On His way to Jerusalem, the Lord Jesus Christ came to the towns of Bethphage and Bethany. These were situated very close to the city which was beginning to fill with people coming from all directions for the Passover observance.
It was in a place outside the city that Christ sent two disciples to find a donkey colt on which no one had ever sat. They would find the colt tied, He said, and they would need to untie it and bring the animal to Him. In this, Christ Jesus fulfilled prophecy given centuries before by Zechariah: “Rejoice greatly, O daughter of Zion! Shout O daughter of Jerusalem! Behold, your King is coming to you; He is just and having salvation, lowly and riding on a donkey, a colt, the foal of a donkey.”

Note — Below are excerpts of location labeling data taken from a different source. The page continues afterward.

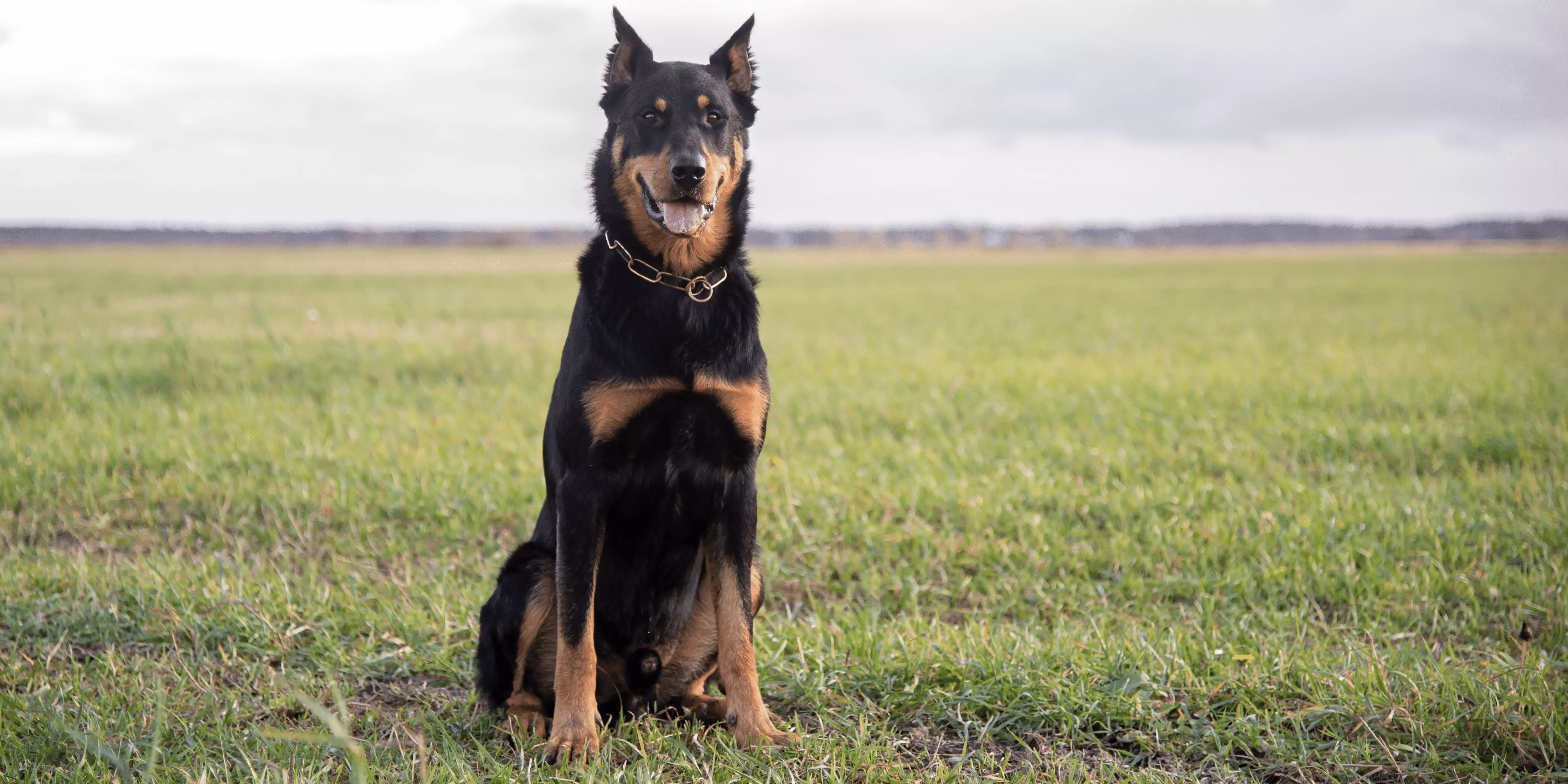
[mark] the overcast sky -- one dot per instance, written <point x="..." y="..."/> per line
<point x="484" y="114"/>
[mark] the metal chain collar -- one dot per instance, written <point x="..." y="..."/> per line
<point x="700" y="289"/>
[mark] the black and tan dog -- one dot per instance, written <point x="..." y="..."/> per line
<point x="640" y="579"/>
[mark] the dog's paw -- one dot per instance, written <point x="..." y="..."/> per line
<point x="706" y="709"/>
<point x="571" y="741"/>
<point x="761" y="735"/>
<point x="526" y="723"/>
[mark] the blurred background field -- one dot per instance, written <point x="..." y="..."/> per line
<point x="1272" y="517"/>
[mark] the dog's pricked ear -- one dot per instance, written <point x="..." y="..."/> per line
<point x="733" y="60"/>
<point x="628" y="57"/>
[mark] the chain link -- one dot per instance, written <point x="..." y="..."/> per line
<point x="700" y="289"/>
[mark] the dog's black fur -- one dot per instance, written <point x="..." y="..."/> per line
<point x="645" y="512"/>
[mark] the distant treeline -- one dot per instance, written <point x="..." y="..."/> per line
<point x="910" y="238"/>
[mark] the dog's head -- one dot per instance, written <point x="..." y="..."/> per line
<point x="676" y="143"/>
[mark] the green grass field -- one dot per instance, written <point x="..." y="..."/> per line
<point x="1053" y="518"/>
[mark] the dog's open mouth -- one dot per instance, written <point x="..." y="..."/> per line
<point x="678" y="217"/>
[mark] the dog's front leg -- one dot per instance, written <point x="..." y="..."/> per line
<point x="735" y="590"/>
<point x="575" y="728"/>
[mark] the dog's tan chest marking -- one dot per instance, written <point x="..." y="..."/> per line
<point x="745" y="402"/>
<point x="611" y="405"/>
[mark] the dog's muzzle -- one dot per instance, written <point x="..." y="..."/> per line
<point x="684" y="217"/>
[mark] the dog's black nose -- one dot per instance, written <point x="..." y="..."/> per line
<point x="687" y="170"/>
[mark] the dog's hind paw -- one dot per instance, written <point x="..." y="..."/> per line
<point x="764" y="736"/>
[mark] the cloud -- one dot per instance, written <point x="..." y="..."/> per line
<point x="485" y="112"/>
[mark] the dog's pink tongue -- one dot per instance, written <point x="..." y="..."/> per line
<point x="681" y="217"/>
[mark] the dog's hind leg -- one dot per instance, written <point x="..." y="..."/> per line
<point x="738" y="589"/>
<point x="524" y="709"/>
<point x="695" y="656"/>
<point x="502" y="620"/>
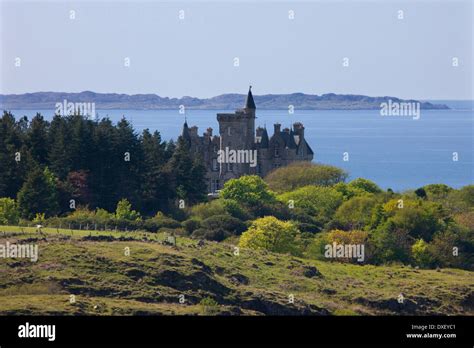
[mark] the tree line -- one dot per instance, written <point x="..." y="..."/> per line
<point x="54" y="167"/>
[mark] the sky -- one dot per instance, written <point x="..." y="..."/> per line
<point x="137" y="47"/>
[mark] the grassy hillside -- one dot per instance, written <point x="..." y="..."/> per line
<point x="93" y="266"/>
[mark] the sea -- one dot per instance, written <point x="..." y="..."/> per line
<point x="397" y="152"/>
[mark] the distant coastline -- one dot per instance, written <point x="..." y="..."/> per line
<point x="109" y="101"/>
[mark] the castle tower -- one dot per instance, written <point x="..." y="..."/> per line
<point x="237" y="132"/>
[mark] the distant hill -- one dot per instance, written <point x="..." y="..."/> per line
<point x="331" y="101"/>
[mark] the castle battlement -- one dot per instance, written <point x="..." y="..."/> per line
<point x="237" y="134"/>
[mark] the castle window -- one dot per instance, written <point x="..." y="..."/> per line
<point x="214" y="185"/>
<point x="277" y="151"/>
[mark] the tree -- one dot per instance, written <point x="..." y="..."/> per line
<point x="316" y="201"/>
<point x="269" y="233"/>
<point x="188" y="174"/>
<point x="365" y="185"/>
<point x="300" y="174"/>
<point x="38" y="194"/>
<point x="124" y="211"/>
<point x="356" y="213"/>
<point x="37" y="139"/>
<point x="248" y="190"/>
<point x="154" y="180"/>
<point x="9" y="213"/>
<point x="420" y="218"/>
<point x="12" y="144"/>
<point x="390" y="243"/>
<point x="421" y="254"/>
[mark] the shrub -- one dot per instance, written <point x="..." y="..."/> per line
<point x="236" y="209"/>
<point x="124" y="211"/>
<point x="316" y="201"/>
<point x="269" y="233"/>
<point x="224" y="222"/>
<point x="453" y="247"/>
<point x="191" y="225"/>
<point x="249" y="190"/>
<point x="389" y="243"/>
<point x="349" y="191"/>
<point x="356" y="213"/>
<point x="421" y="254"/>
<point x="160" y="221"/>
<point x="365" y="185"/>
<point x="9" y="213"/>
<point x="209" y="306"/>
<point x="205" y="210"/>
<point x="216" y="235"/>
<point x="302" y="174"/>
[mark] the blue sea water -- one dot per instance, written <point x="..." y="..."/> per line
<point x="396" y="152"/>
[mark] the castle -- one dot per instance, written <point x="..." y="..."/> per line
<point x="241" y="149"/>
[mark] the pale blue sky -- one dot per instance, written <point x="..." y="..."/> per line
<point x="409" y="58"/>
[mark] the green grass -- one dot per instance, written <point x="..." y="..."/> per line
<point x="153" y="277"/>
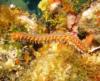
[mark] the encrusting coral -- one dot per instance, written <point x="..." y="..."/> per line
<point x="48" y="48"/>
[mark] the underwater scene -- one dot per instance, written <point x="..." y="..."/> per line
<point x="49" y="40"/>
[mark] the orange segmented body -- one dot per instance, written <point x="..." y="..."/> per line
<point x="46" y="38"/>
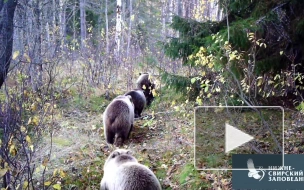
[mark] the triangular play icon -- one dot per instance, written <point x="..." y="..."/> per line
<point x="234" y="138"/>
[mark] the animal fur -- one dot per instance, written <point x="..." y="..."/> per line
<point x="144" y="83"/>
<point x="123" y="172"/>
<point x="118" y="120"/>
<point x="139" y="101"/>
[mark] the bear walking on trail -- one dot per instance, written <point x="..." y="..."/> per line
<point x="118" y="120"/>
<point x="139" y="101"/>
<point x="123" y="172"/>
<point x="145" y="83"/>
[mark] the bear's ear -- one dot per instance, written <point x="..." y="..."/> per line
<point x="130" y="98"/>
<point x="115" y="153"/>
<point x="129" y="152"/>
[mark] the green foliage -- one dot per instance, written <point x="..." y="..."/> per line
<point x="299" y="35"/>
<point x="190" y="177"/>
<point x="259" y="44"/>
<point x="91" y="103"/>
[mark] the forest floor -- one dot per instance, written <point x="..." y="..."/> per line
<point x="162" y="139"/>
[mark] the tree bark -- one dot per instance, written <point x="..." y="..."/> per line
<point x="83" y="29"/>
<point x="118" y="28"/>
<point x="7" y="10"/>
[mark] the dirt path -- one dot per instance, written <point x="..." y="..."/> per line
<point x="163" y="143"/>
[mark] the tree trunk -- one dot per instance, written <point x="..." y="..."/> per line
<point x="7" y="10"/>
<point x="118" y="28"/>
<point x="130" y="27"/>
<point x="82" y="23"/>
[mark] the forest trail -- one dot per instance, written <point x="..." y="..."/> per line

If anyone questioned why the disciples were taking the colt, the disciples were to respond, “the Lord hath need of him.”
The disciples found the colt, and sure enough, they were questioned about what they were doing. They said what Christ Jesus told them, and they were allowed to take the animal.

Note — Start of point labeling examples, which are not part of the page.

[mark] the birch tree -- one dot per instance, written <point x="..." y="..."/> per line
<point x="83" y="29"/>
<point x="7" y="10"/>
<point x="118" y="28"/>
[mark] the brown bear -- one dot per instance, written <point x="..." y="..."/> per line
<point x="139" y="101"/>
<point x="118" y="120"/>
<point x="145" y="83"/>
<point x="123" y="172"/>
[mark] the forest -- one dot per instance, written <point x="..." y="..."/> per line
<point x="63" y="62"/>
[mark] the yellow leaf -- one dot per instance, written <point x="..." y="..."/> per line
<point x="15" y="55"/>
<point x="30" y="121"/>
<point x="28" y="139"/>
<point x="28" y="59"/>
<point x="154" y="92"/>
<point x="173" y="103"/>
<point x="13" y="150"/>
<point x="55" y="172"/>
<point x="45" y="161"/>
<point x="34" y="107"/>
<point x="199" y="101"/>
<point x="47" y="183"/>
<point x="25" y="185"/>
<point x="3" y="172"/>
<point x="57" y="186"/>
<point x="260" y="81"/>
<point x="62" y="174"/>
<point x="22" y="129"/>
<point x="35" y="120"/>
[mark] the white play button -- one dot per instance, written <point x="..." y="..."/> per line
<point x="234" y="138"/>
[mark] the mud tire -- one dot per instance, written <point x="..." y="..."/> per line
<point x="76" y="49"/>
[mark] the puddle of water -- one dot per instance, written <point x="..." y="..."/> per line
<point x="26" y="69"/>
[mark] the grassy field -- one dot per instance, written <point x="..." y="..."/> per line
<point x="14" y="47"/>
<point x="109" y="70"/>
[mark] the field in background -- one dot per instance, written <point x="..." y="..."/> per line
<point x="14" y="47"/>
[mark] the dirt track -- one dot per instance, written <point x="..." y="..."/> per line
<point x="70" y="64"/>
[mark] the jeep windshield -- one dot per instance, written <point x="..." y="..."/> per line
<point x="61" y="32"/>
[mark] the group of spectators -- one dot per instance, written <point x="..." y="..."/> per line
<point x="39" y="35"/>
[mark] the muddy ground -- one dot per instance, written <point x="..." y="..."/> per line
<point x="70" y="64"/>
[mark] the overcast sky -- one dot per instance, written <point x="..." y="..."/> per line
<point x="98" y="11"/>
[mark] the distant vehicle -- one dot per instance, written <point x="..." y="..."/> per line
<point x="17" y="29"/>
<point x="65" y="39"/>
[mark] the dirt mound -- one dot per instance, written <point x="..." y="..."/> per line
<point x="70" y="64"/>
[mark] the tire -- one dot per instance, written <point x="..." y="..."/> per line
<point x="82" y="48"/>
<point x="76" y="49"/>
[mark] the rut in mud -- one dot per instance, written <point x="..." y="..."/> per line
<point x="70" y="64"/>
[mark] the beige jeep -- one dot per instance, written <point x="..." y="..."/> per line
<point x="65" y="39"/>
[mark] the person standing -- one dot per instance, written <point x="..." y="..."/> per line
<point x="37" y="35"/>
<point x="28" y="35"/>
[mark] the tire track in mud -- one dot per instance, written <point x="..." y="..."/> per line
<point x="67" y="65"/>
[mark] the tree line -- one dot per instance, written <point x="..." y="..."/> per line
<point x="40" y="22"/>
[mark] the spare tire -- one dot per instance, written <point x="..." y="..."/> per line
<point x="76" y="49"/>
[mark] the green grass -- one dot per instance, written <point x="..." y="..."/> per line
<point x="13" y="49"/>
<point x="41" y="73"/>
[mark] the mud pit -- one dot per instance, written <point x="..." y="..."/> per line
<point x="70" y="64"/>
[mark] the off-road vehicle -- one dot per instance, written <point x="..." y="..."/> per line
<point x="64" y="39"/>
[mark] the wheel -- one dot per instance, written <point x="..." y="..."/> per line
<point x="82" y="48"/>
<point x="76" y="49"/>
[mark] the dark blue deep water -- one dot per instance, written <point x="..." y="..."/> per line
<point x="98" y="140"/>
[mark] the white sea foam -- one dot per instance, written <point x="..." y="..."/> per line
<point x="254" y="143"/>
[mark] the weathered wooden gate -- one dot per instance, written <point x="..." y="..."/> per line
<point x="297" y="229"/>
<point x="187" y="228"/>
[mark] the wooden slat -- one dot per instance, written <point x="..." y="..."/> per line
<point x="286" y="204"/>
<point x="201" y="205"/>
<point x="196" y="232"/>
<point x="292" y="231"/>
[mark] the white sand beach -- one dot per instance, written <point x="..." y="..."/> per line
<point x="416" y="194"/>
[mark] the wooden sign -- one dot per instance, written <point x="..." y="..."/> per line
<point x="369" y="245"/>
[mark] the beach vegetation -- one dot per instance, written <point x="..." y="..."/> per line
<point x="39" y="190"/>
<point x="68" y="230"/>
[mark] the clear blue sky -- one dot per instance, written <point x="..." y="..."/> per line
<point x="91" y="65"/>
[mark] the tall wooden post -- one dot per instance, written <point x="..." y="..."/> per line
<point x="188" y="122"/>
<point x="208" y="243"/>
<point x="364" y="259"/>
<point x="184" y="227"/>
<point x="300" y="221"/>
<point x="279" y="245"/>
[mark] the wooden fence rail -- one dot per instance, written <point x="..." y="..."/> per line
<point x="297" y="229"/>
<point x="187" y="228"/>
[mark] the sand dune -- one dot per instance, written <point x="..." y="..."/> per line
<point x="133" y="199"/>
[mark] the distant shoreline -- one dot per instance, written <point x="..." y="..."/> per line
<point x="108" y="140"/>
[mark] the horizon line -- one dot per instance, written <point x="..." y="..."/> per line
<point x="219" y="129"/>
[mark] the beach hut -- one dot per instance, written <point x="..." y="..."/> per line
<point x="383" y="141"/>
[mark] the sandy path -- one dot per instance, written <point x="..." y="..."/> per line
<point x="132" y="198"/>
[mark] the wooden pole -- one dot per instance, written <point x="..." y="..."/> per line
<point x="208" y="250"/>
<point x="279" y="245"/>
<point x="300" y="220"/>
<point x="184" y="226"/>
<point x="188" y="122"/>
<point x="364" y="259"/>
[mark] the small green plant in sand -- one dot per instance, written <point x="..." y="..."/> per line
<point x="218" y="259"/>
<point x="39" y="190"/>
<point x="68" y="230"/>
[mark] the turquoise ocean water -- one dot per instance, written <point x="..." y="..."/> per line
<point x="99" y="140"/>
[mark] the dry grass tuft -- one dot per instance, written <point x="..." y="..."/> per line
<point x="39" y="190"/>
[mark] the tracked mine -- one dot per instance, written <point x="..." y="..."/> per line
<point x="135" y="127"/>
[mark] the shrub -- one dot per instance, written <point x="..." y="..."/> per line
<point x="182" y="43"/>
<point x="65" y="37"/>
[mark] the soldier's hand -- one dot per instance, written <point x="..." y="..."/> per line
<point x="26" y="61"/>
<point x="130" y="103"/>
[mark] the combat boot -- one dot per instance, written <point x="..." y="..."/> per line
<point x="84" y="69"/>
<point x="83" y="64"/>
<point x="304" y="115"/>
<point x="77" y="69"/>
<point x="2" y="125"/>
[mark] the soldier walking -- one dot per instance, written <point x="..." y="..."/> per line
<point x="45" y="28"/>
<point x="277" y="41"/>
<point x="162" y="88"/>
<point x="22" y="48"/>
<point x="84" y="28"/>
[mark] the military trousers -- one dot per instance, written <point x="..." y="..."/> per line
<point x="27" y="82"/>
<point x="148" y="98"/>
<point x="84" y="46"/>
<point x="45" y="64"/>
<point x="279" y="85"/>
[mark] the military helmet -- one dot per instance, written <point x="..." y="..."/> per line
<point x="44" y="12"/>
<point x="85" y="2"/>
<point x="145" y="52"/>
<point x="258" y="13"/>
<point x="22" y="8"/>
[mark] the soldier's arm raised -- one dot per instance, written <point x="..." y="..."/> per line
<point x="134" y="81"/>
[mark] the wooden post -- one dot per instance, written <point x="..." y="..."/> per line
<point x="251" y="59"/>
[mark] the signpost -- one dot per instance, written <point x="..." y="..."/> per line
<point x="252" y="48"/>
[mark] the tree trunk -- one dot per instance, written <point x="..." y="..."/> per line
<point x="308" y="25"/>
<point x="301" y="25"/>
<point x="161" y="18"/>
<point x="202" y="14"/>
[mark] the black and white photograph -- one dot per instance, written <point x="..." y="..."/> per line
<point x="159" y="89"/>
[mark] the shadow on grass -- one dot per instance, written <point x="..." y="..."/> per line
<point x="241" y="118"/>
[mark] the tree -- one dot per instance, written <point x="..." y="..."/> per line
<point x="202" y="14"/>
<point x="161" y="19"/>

When they brought the colt to Christ, the disciples covered its back with their garments, and He rode on the colt.
Mark tells us that many people spread their clothes on the road as a way of honoring Christ Jesus as a king. Some people cut palm branches from the trees showing their happiness on that occasion, and they laid the branches in the roadway.
There were many people who surrounded Christ Jesus, making quite a scene that day. God’s Word tells us they cried out, “Hosanna; Blessed is he that cometh in the name of the Lord.” The word hosanna was an exclamation of adoration for the Lord, because at that time they acknowledged Jesus as the Messiah.
A point of interest, though, is what we might make of their expectation of Christ Jesus. “Blessed be the kingdom of our father David, that cometh in the name of the Lord,” they shouted. On one hand, they acknowledged Jesus as being of the house of David, and this would have meant they saw Him as the Messiah. On the other hand, we have to wonder to what extent they really understood His kingdom.
Did the people see Jesus as they should have seen Him? Perhaps they did, but we have to wonder if some of these same people were in that crowd a few days later who would shout, “Crucify Him!”
The one matter that can be settled is how we look at Jesus. As you read, sing and talk about Him, does He reign supreme in your heart?